The two skills of solfege
Solfege, in its fullest sense, is the art of translating musical ideas from one representation into another. It teaches the skill of, on the one hand, recognising music in all its forms and, on the other hand, reproducing music in another form.
Music’s primary medium is sound. Another common medium is music notation, which is written using special musical symbols known as ’notes’. Besides being represented by symbols, music can be described in written or spoken language. The availability of musicological terminology can make verbal descriptions as precise or even preciser than musical notation.

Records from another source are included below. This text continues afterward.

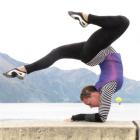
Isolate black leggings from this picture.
[25,14,129,73]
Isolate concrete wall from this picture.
[0,120,140,140]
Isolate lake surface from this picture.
[0,103,140,121]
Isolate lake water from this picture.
[0,103,140,121]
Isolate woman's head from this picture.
[80,85,100,107]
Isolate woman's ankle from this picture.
[82,13,89,22]
[17,66,27,73]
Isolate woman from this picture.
[4,11,129,122]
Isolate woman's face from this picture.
[83,92,100,108]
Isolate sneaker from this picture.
[68,11,88,27]
[3,68,26,80]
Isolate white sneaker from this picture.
[3,68,26,80]
[68,11,88,27]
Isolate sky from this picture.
[0,0,140,81]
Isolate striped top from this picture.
[85,46,123,121]
[72,46,123,122]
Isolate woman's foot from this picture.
[68,11,88,27]
[3,67,27,80]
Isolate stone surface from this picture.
[0,120,136,140]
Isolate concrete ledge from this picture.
[0,120,136,140]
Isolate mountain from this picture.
[0,53,140,103]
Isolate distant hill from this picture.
[0,53,140,103]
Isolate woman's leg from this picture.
[24,42,85,74]
[70,12,129,63]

Solfege teaches the ability of understanding each of these three forms, as well as being able to accurately reproduce the same musical idea in another form.
The three representations
A musical element is the smallest building block of music such as a pitch, an interval or a note value. Each musical element can be expressed in the three different representations mentioned before. If you are able to recognise and reproduce each representation, you have mastered the solfege of that specific musical element. The three reperesentations of a musical element are its sound, its name and its notation.
For example: the pitch ‘C4’ (C natural in the fourth octave) has an identifiable sound quality, a certain frequency. While the timbre, dynamic or articulation of the sound might vary, the identifiable part is its frequency (assuming a certain tuning). Regardless of the tuning, it has an identifiable quality in the context of other pitches in the same tuning: C4 is always a whole tone below D4. Besides its sound quality, C4 also has a position on the musical staff, relative to the clef. Its sound is its sound, its name is ‘C4’, its notation is the position on the staff.
Another example is the interval of a major third (M3). While the M3 doesn’t have a specific pitch, its quality is identifiable when heard. Each dyad of notes that is a major third apart has that sound quality. It is also recognisable in notation, by the vertical distance between two notes.
You could argue that a major third (M3) is not identifiable purely by its sound, because an augmented second (A2) has the same sound quality. When the interval is isolated this is true, but in a broader musical context (assuming there is tonal harmony), there is an objective difference between a M3 and a A2, related to the melodic outline it’s used in, or the functional harmonic progression the chord with the interval is part of. making it possible to recognise the different between a M3 or a A2 purely by listening. And that is definitely part of solfege.
The same three representation can be derived from rhythmic note values, chords, dynamics, articulation, tempo indications, tonalities, modulations, time signatures and other musical elements.
The six modes
We’ve determined that solfege requires both recognising and reproducing musical representations. We’ve also determined that there are three main representations of a musical element.
For each musical element, we can ‘do’ solfege in a number of different ways by varying the representation we recognise and the representation we reproduce. Since there are three representations, there must be six (two times three) ways of doing solfege. I’ll call them modes of solfege.
To master the solfege of a musical element means to master each of these six modes: Sound to language, language to notation, notation to sound, sound to notation, language to sound and notation to language. Each of them can be practised separately.
To give example of one of these modes: ‘sound to name’ means listening to a sound and being able to call the element by its name, without using any notation. ‘Notation to sound’ means being able to read notes and hear in your head or physically reproduce the sound accurately. With some imagination you can easily imagine the other modes.
Once you’re able to succesfully perform each of these six modes for a specific musical element, the three representations will become a unified trinity in your mind. You’ll be able to understand and utilize the musical element to its full extent.